Conner, center, takes a break to pose for a photo with members of the Afghan National Army.

Courtesy photo
Suwannee Democrat

Providing fire safety education and training thousands of miles away and in a completely different climate, former Suwannee County Public Safety Director Charlie Conner says hello.

Conner was deployed to Afghanistan in the spring to serve as a civilian contractor providing fire safety inspections and education to both military and civilians. He is currently signed on for a year, but hopes to serve a minimum of three years. Conner said he works 12-hour days, seven days a week.

“Fire safety is a real concern here. I'm sure you can understand that there is not much water here and most smaller camps don’t have dedicated fire companies, so prevention is top priority,” Conner wrote in an email interview. “We have suffered several fire deaths in the country. The amount of effort that we put into fire safety is amazing.”

He sent an email to the Suwannee Democrat to share his experience with the residents of Suwannee County. 
Conner left as head of Suwannee County Fire/Rescue on May 18. He worked for SCFR since 2006. He has been in the fire/rescue service for more than 26 years.

“For the most part life here is a routine, most people call it ‘Ground Hog Day’, like the movie, because everyday is the same routine. When I first arrived I kind of thought ‘what the heck am I doing here’, because words really can’t describe the situation,” said Conner. “There is so much activity that is going on all at the same time.”

Conner said he is living in a structure with six other people. The housing took him a while to get used to, since he said the closets, bathrooms and showers are 1,500 feet away from where he sleeps. The weather there is different from Florida as well. He said it is either really hot or really cold. The locations he is stationed at also provide three meals per day, which he said “the food is awesome”.

Conner said he travels from location to location and some of the areas there is more military activity or “hot spots” than others.

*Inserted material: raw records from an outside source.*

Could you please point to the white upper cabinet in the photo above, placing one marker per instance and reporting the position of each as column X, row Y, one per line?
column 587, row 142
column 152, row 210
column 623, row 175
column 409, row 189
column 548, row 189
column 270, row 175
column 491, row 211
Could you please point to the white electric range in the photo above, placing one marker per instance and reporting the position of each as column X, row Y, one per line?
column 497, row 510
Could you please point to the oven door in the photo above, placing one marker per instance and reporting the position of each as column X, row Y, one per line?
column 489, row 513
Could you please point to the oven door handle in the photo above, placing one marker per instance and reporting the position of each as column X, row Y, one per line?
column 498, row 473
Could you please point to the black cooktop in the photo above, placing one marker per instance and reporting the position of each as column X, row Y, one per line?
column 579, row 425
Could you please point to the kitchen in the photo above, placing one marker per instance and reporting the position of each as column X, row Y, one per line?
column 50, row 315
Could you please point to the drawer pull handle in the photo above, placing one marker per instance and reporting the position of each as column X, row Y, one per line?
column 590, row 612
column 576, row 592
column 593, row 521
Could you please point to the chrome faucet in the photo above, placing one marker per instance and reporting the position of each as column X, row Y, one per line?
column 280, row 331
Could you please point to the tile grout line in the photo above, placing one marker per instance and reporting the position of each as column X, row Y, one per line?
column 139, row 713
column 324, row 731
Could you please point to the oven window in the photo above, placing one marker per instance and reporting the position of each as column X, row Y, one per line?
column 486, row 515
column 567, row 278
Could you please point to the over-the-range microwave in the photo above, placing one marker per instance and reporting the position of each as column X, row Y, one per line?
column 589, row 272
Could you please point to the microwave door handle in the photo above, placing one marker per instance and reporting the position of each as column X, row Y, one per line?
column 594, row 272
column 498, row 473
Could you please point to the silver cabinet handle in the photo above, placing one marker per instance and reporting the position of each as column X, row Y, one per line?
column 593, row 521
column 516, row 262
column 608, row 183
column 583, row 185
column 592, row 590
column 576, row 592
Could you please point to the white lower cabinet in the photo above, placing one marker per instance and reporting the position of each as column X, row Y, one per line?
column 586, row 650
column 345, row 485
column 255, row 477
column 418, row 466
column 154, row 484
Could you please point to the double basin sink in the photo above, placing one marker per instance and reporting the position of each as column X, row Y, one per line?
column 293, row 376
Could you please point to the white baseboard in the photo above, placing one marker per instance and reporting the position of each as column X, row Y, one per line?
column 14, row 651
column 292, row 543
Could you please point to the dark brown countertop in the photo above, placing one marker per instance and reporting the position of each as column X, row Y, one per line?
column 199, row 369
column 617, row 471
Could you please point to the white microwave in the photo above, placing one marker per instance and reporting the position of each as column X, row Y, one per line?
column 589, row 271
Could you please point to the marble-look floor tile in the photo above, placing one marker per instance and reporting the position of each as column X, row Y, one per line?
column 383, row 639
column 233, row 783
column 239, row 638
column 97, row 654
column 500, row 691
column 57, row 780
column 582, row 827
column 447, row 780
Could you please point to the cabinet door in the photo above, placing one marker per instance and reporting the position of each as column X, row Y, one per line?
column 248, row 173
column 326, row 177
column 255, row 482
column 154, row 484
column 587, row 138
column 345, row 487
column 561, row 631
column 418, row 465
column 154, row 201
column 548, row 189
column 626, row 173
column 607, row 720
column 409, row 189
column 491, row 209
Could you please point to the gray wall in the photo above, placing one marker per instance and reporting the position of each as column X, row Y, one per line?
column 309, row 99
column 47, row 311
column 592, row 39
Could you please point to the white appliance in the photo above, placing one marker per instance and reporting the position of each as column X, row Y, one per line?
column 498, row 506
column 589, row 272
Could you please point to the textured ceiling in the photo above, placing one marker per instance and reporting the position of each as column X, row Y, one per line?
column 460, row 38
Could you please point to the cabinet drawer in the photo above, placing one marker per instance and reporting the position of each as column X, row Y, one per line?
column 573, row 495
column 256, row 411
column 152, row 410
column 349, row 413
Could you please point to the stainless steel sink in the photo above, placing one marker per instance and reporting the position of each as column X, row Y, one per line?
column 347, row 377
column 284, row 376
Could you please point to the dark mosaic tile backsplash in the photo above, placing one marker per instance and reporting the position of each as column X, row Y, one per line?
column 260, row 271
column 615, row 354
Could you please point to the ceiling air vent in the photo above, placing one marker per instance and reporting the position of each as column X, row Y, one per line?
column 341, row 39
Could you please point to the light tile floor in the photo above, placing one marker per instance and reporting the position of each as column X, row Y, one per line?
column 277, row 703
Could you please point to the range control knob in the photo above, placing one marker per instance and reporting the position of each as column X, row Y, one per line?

“Depending on your location in the country and where the hot spots are located, determines how much action you see,” said Conner. “As of this writing, I'm at a small Forward Operating Base located in the Helmand River Valley which is an active location. The camp is home to the Special Forces. The Helmand Province is known as one of the hot spots at this time. I take great pride in what I do here, serving our military and helping to keep them safe. I also enjoy spending time talking with our troops.”

Before Conner left, he had to take additional training to prepare for life overseas, such as survival education and of course, what to expect when he arrived.

Although his work schedule is demanding, Conner said he finds time to read. He said he started reading “The New Testament” and “Huckleberry Finn”. 
“There is no comparison between here and home. We as a nation are so blessed by God the Father,” Conner wrote. “I have always asked for the citizens of Suwannee County to pray for myself and our fire/rescue service. I still ask that, but also, please pray for our men and women in the armed forces and a quick resolution to this war.”